Décision 2017-088 du 7 avril 2017 relative au refus de prise en couple de la conjointe algérienne d’un ressortissant italien dans le cadre du calcul du RSA

Recommandation individuelle et générale, Recommandation individuelle et générale
Défenseur des droits | Vendredi 7 Avril 2017
Décisions
Domaine de compétence de l'institution : Protection sociale

Le Défenseur des droits a été saisi d’une réclamation relative au refus opposé par la CAF de prendre en compte la conjointe algérienne d’un allocataire de nationalité italienne dans le cadre de l’étude de ses droits au RSA, au motif qu’elle ne justifie pas de cinq années de séjour en France sous couvert d’un titre de séjour autorisant à travailler.
Le réclamant a exercé diverses activités salariées en France. Privé d’emploi depuis trois ans, il est inscrit sur la liste des demandeurs d’emploi.
Or, en vertu de l’article L.262-6 du code de l’action sociale et des familles (CASF) cette condition n’est pas opposable au conjoint du ressortissant d’un État membre de l’Union européenne qui, ayant travaillé en France, est inscrit sur la liste des demandeurs d’emploi.

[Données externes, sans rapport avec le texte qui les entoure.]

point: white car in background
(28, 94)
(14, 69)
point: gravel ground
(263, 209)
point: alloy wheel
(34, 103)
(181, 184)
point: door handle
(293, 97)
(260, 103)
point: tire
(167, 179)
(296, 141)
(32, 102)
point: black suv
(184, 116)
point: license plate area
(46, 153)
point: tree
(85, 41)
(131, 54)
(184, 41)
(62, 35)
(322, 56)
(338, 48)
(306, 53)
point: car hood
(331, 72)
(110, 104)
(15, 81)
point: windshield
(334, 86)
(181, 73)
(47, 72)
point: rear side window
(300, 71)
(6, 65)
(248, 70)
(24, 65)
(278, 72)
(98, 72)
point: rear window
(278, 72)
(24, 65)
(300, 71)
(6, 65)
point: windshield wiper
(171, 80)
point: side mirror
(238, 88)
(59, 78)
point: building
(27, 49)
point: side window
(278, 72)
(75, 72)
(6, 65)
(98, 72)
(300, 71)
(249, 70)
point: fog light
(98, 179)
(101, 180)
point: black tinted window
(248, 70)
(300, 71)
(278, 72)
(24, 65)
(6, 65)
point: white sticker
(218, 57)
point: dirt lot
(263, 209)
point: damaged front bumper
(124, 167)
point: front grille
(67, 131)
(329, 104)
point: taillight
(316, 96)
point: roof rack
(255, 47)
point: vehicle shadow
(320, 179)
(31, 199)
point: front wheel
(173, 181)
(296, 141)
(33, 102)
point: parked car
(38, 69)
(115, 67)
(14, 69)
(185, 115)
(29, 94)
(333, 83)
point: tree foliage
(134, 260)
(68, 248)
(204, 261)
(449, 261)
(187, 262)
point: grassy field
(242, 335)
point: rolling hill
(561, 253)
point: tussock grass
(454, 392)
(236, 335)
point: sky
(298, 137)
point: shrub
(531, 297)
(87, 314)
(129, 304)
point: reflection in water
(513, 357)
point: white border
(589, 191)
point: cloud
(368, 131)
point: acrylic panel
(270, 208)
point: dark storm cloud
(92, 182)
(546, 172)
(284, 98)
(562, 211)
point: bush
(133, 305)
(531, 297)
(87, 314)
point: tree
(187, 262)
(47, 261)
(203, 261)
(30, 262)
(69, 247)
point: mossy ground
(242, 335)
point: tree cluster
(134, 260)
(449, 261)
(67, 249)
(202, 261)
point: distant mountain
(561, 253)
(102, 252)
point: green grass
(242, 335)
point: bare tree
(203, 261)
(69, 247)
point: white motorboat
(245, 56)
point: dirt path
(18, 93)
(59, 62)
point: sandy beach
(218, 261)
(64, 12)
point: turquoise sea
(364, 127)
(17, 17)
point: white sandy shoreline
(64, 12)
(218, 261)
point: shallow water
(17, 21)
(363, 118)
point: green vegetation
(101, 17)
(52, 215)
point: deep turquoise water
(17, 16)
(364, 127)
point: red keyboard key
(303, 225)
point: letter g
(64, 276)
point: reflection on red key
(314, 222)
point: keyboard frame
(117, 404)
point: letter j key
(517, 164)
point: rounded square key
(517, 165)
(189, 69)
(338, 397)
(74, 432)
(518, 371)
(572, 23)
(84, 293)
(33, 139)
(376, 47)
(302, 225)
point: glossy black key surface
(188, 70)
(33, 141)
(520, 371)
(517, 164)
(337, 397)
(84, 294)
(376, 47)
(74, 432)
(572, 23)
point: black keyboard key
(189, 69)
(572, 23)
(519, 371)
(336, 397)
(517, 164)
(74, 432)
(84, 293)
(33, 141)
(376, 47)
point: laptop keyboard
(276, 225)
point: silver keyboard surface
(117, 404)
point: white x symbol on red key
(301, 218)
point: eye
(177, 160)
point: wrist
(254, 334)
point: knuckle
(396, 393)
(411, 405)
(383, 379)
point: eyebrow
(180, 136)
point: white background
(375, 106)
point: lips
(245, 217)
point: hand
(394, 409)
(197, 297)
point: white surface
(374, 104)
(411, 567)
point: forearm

En conséquence, le Défenseur des droits décide de recommander :
- à la Caisse nationale des allocations familiales, de rappeler aux caisses d’allocations familiales dont elle assure la tutelle, l’inopposabilité de toute condition de séjour préalable dans le cadre de l’examen des droits au RSA, au conjoint d’un ressortissant de l’Union européenne qui dispose d’un droit au séjour fondé sur sa qualité de travailleur, conformément à l’article L.262-6 du code de l’action sociale et des familles ;
- à la Ministre chargée des affaires sociale, d’engager une réforme visant à clarifier l’inopposabilité de toute condition d’antériorité de séjour au conjoint, ascendant ou descendant d’un ressortissant de l’Union européenne disposant d’un droit au séjour en France, conformément au droit européen.